We aim to facilitate a high accrual rate through integration with the clinical
functions in a pragmatic trial setup driven by RTTs.
Material and Methods
The ESO-SPARE trial team consists of 7 RTTs in
rotation that screen for eligibility, provide trial information and acquires
patient consent as integrated part of clinical routine. The team is equipped
with a designated “trial phone” for easy access. A patient information kit and material
for follow-up are provided to the patient by the same staff.
After consent, the RTT register the patients
baseline data in Redcap. The dose planning RTTs complete randomization immediately
prior to generating the dose plan pertaining to the trial arm selected by the
randomization procedure. A radiation oncologist approves all dose plans.
A screening log of all patients with metastatic
spinal cord compression between C1 and Th12 vertebrae was planned.
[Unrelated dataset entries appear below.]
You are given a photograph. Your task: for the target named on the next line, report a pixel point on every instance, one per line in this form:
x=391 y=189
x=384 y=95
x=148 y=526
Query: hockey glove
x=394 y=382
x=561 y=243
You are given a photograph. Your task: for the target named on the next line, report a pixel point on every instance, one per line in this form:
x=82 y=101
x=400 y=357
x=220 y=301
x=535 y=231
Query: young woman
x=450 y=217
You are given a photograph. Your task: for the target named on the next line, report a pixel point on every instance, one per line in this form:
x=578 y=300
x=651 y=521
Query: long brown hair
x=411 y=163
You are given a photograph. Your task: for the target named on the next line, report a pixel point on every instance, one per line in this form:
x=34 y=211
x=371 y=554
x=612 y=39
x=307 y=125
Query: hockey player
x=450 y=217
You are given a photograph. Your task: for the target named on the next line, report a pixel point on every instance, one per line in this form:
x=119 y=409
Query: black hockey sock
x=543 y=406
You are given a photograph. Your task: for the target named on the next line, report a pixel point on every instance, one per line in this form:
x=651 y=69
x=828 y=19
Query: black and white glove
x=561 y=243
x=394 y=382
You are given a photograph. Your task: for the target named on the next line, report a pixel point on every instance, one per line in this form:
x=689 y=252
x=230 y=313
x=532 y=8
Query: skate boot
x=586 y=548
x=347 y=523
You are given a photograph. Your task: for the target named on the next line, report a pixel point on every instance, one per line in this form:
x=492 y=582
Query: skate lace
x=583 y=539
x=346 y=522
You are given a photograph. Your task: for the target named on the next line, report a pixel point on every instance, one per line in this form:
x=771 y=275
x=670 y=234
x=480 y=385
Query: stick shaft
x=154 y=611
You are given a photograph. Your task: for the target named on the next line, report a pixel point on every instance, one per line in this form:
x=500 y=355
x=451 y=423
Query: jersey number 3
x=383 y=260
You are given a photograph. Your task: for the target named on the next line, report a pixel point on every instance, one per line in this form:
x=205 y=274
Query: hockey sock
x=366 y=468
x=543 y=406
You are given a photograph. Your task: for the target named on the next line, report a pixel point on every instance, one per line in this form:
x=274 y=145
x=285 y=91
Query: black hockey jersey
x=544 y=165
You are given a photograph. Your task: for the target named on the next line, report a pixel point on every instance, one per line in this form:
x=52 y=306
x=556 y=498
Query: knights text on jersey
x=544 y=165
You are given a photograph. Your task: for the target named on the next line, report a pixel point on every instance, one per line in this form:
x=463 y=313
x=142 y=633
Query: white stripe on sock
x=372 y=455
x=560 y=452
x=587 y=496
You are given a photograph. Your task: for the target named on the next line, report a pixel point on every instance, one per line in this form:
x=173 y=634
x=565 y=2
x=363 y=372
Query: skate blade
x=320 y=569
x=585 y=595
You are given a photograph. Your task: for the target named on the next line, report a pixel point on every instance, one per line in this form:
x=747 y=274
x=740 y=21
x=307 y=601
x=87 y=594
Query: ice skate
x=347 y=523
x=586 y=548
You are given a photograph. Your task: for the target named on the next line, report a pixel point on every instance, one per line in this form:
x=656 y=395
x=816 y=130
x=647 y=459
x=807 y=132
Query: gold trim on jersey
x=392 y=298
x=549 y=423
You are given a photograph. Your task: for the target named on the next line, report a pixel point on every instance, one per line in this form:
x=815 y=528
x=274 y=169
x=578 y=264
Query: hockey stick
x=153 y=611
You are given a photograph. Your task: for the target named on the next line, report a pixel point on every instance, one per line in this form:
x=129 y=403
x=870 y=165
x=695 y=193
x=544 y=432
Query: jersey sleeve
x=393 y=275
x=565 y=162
Regular meetings to optimize the workflow are
being held and here we report the first three weeks of accrual in a single
center (trial opened Oct 4th, 2021).
Results
4 patients were accrued in the first week, 3 in
the second and 3 in the third week (holiday week). Staff shortage caused the
accrual to be closed for 4 out of 15 days. Still accrual was three times higher
than the design-anticipated 1 patient per week.
All
but one patient (referred for surgery before RT) on trial started treatment
within two weekdays days from referral. Maintaining
the originally planned screening log resulted in a too high burden of
registration, so the procedure has been updated to only maintain screening logs
for patients addressed by the ESO-SPARE trial team.
Conclusion
The RTT driven patient recruitment for a RCT is
feasible and highly efficient. The first three weeks of accrual suggest a
higher than expected accrual rate at a comparatively modest resource
expenditure. We propose that involving RTTs in patient accrual and running
clinical trials is a viable and promising approach to increase the speed of
knowledge generation in radiation oncology.